Whatever, I thought. I could at least enjoy my beer. It tasted even better after a beam of sun had cunningly found its way through the clouds and brought some unexpected warmth onto the restaurant’s porch. Nevertheless it was a bittersweet pleasure at that point, imbued with melancholy.
Then I was on my way home, hitchhiking again. I witnessed a glorious sunset over Borgarnes. I saw Snæfellsjökull, the mystical glacier, in the horizon. The fading sun cast pink reflections on the sand, made translucent by the low tide. It felt quite ironic: after one month of travelling as far as possible from Reykjavík and urbanisation, I got to take the best photo of my summer there, in a comfortable spot only 70 km away from home. Yet, while I lit myself a cigarette by the shore, this image remained painfully imprinted on my mind as a last link to a world I was, at least for the moment, going to leave behind.
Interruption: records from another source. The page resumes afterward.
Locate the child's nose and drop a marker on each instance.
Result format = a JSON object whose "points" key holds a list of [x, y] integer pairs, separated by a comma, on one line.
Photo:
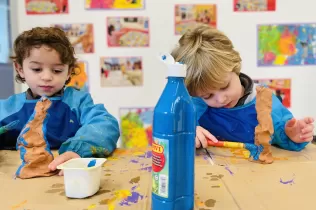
{"points": [[46, 75]]}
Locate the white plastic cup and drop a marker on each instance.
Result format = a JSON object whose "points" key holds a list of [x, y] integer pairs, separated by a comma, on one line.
{"points": [[80, 180]]}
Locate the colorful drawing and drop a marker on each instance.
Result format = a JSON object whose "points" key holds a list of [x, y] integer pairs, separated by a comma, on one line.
{"points": [[114, 4], [121, 71], [188, 15], [128, 31], [280, 87], [287, 44], [254, 5], [34, 7], [80, 81], [136, 127], [80, 36]]}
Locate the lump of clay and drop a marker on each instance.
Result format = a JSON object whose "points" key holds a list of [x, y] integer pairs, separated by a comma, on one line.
{"points": [[264, 129], [32, 144]]}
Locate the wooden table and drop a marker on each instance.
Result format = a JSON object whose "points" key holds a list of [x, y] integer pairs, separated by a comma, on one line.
{"points": [[228, 181]]}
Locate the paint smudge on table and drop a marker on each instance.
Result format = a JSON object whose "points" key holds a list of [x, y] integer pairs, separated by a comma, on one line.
{"points": [[229, 170], [123, 198], [290, 182], [134, 161]]}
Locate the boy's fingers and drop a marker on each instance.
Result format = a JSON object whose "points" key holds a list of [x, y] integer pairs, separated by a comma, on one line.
{"points": [[61, 159], [309, 120], [209, 136], [57, 161], [197, 142], [291, 122], [308, 129], [201, 138], [307, 137]]}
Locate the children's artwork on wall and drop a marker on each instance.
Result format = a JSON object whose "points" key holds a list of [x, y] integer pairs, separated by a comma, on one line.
{"points": [[136, 127], [121, 71], [115, 4], [188, 15], [34, 7], [280, 87], [286, 44], [80, 36], [254, 5], [80, 81], [128, 31]]}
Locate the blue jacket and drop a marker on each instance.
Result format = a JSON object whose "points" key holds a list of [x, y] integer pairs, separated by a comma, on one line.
{"points": [[238, 124], [75, 123]]}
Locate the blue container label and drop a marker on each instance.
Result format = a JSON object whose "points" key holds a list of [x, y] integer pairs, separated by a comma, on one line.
{"points": [[160, 165]]}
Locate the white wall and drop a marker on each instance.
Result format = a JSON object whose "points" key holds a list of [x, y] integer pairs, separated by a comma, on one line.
{"points": [[240, 27]]}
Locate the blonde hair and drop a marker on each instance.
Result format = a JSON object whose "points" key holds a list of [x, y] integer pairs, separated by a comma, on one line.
{"points": [[209, 55]]}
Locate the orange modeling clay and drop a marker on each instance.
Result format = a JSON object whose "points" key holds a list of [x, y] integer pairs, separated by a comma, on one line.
{"points": [[264, 130], [32, 144]]}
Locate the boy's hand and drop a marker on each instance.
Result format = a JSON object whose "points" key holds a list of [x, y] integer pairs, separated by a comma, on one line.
{"points": [[61, 159], [201, 137], [300, 131]]}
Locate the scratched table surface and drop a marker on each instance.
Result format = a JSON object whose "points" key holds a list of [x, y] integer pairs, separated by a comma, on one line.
{"points": [[227, 181], [125, 184]]}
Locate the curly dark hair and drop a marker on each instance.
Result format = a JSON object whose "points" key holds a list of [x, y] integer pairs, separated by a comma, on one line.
{"points": [[52, 37]]}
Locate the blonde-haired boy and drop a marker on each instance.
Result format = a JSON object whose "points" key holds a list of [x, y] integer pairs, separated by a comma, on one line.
{"points": [[225, 98]]}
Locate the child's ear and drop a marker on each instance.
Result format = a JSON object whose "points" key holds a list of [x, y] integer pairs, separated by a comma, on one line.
{"points": [[18, 69], [69, 72]]}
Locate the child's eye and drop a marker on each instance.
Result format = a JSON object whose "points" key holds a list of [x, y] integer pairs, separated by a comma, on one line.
{"points": [[57, 71], [225, 87]]}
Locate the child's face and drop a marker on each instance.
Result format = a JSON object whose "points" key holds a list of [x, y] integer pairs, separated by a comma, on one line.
{"points": [[43, 71], [226, 97]]}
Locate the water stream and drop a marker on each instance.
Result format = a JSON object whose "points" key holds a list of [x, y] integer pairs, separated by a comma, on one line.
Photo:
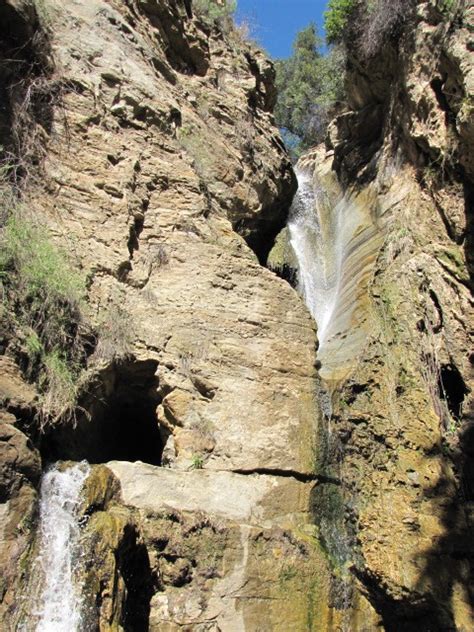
{"points": [[60, 601], [317, 245], [335, 241]]}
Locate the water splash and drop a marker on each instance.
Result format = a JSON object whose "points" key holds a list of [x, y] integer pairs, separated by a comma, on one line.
{"points": [[316, 236], [60, 601]]}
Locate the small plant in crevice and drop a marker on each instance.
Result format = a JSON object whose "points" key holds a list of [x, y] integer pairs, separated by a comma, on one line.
{"points": [[113, 333], [218, 13], [197, 462], [42, 308]]}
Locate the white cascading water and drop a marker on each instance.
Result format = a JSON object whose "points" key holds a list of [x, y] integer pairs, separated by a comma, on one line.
{"points": [[60, 601], [335, 242], [319, 251]]}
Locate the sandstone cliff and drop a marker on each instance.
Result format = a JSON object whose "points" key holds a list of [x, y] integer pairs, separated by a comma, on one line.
{"points": [[398, 359]]}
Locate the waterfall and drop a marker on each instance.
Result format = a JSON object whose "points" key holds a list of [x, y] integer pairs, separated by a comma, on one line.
{"points": [[318, 252], [60, 603], [335, 242]]}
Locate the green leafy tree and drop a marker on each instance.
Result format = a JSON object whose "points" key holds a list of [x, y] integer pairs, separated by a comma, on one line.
{"points": [[336, 18], [309, 84]]}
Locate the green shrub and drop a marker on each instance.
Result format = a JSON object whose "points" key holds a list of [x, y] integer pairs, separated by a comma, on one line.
{"points": [[197, 462], [336, 18], [309, 84], [42, 296]]}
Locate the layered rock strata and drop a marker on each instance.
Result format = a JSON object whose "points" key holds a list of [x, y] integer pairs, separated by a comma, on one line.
{"points": [[165, 179]]}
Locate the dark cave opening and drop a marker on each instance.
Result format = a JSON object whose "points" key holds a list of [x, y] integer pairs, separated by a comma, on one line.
{"points": [[134, 564], [452, 389], [119, 422]]}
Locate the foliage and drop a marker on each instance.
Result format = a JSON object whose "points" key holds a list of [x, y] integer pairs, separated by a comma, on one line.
{"points": [[42, 297], [216, 12], [309, 84], [197, 462], [113, 334], [336, 18]]}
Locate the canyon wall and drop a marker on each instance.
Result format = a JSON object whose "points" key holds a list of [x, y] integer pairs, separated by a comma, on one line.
{"points": [[397, 358]]}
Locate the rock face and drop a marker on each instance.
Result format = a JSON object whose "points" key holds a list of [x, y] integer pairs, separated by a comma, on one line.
{"points": [[400, 436], [164, 177]]}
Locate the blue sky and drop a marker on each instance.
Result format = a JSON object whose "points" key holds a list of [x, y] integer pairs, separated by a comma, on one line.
{"points": [[276, 22]]}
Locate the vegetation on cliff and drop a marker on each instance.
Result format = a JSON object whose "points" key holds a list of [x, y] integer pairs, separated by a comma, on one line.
{"points": [[41, 311]]}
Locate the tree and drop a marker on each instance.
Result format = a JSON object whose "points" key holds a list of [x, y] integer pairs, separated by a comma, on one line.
{"points": [[309, 84]]}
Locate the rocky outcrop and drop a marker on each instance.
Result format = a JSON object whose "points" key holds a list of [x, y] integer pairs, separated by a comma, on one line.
{"points": [[403, 415], [165, 179]]}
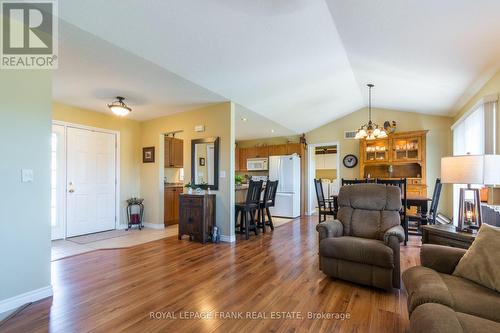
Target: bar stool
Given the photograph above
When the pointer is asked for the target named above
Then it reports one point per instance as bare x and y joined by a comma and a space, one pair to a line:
267, 201
249, 208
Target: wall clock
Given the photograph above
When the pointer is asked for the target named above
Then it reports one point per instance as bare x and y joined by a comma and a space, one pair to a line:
350, 161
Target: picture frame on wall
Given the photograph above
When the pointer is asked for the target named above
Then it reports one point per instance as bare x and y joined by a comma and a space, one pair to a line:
148, 155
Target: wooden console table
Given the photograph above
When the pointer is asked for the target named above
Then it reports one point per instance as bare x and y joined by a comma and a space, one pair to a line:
446, 235
197, 216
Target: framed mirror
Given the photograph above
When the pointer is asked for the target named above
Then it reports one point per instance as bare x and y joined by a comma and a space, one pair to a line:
205, 163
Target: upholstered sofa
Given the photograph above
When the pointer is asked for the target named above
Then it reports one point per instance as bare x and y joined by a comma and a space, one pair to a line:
440, 302
362, 245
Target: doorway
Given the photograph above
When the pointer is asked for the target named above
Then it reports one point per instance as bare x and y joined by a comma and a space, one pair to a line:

From then on, it would be all a sequence of greasy hamburger smells, bored kids wielding their Coke bottles as weapons, mugs driving sports cars around gas stations.
It was still windy. As darkness fell, the mountains coloured purple. They felt very close as they imposed shapes in the night’s cool air. A few scattered tents interrupted the industrial greenness of my campground. In Iceland, the fair season usually leaves suddenly, without transition, or even warning. One morning I will wake up to storms outside. And I will know that summer has gone. Just like that.